Post ImageAccording to the Globe and Mail, government employees in Ontario have been banned from accessing Facebook. Kristen at Mashable points out that YouTube, online poker, and various other sites are also banned. And Mark Evans points to this story about TD Bank banning Facebook during business hours. There are undoubtedly many other major organizations that have banned access to Facebook and other social networking sites.

I think these bans are ridiculous. And Ontario Premier Dalton McGuinty makes it easy to understand why:

“I think Facebook is predominantly a social network. It has its value, but we just don’t really see how it adds value to work that you do in the workplace.”

You sir, Mr. McGuinty, are an idiot.

When you don’t understand something, the correct course of action is to learn about it. Admit you don’t know something, and then find out what it is that you don’t know!

The idea that work exists only between the hours of 9 to 5, and only in your place of business, is dead. Welcome to the 21st century. Human behaviour has changed, and it’s time that the workplace caught up.

I am reminded of something Leonard Brody said yesterday (I am paraphrasing here):

People often say “oh email, instant messaging, there’s too much information, I can’t take it!” Well, you’re all liars. You thrive on more.

It’s true. Employees today can be incredibly productive, so long as their employers make it possible. Banning them from something like Facebook isn’t going to help. There are no doubt many people working for the Ontario government who are part of an older generation, one that isn’t trained to be connected all the time. Perhaps banning Facebook won’t affect them much.

The ban sets a dangerous precedent, however. The next generation of workers the government hires simply won’t stand for it. They are fundamentally different, wired to be connected 24/7. To them, Facebook is both entertainment and work. It’s a tool, not a time-waster. They’ll use it to connect with friends, and they’ll use it to connect with colleagues. Banning Facebook for these workers will definitely hinder their productivity.

Don’t be surprised to read about the Ontario government reversing this decision sometime in the next two years. I don’t think they’ll have any other choice.

Read: Mashable

8 thoughts on “Why the Facebook ban will be lifted within two years

  1. Dude, I’m with ya on that one. Currently Facebook is banned here at school, because they worry that kids will spend too much time on it. I can understand from an academic point of view why they’d ban sites like that AT SCHOOL, but the Ontario government has gone a bit too far in this case.

    I think it IS a tool, and I think that it’s important that corporations and whatnot start acknowledging that. I mean, I can talk to 17 different people at once on Facebook, while email,phone, etc only enables me to talk to one at time.

  2. Actually, I totally disagree with you. Well, I agree that the banning is stupid. However, I know of *many* government employees (not necessarily where I work, but I know of other friends of ours) who basically spend their day on Facebook.

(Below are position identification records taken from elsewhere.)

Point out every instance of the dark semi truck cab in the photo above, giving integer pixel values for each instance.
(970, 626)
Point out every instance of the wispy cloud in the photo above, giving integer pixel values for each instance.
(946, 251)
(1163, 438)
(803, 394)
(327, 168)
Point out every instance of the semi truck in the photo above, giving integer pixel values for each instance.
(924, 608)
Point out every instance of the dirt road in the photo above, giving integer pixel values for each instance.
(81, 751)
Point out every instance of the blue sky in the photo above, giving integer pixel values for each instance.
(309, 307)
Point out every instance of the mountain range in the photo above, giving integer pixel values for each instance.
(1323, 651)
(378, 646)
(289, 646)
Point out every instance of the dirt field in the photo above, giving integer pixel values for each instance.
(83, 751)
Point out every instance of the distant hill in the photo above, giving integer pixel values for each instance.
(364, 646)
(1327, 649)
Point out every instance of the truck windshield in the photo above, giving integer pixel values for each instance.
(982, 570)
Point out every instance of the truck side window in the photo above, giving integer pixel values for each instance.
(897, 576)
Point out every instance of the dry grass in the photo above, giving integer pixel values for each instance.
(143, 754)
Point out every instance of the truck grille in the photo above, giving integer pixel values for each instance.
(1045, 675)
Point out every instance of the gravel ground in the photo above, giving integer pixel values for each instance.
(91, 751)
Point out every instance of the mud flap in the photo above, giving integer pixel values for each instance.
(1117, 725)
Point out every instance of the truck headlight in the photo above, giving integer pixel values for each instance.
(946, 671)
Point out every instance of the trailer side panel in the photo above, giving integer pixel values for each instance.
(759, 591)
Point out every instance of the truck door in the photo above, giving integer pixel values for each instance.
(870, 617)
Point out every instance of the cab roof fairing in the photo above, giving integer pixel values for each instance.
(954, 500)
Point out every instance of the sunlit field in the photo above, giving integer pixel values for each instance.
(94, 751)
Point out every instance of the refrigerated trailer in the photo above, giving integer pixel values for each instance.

    I hate to say this, but many people are working at government jobs *because* it is secure, there’s not a lot of challenges, and you can get by with half-assed work without too many people breathing down your neck. I can see why the govt would ban it – the problem is not necessarily in the banning. It’s the fact that there are too many people in govt who *are* totally unproductive. If it wasn’t Facebook, it would be something else.

  3. As much as I adore Facebook, I agree with banning it from workplaces because if you’re on Facebook, it’s highly unlikely that you are doing work. I understand that Facebook can connect you with a collegue, but you can do that by picking up the phone, walking down the hall, or Blackberrying them. One does not need Facebook to do work. I enjoy staying connected all the time, but Facebook *is* a time waster. Maybe it’s because I have no self control, but in order for me to do long stretches of productive work I go to a place where is no wireless or where I have to pay for wireless.

  4. What happened to good old fashion verbal / physical relationships? Picking up the phone to call your friend? We’ve become so engrossed with our "virtual" lives that we have withdrawls when we can’t check our email.

    Our societys dependance on faceless antisocial communication is far more ridiculous than this controversy

  5. I think banning any website is like playing whack-a-mole – another one will just pop up in its place. A few years ago they were banning myspace and friendster. Even before that there were attempts to ban Hotmail.

    As for employees being unproductive, banning access to a website is just lazy management. A good manager should have some idea of what their employees are doing or getting them to be productive. But it’s easier to shut down access to a website and look impressive and pro-active to one’s own bosses than it is to inspire and challenge young staff, or even sanction the slackers.

    Banning one or two websites won’t make anyone more productive (there’s plenty of other timewasting activity available on the internet) and could shut off valuable business and marketing opportunities.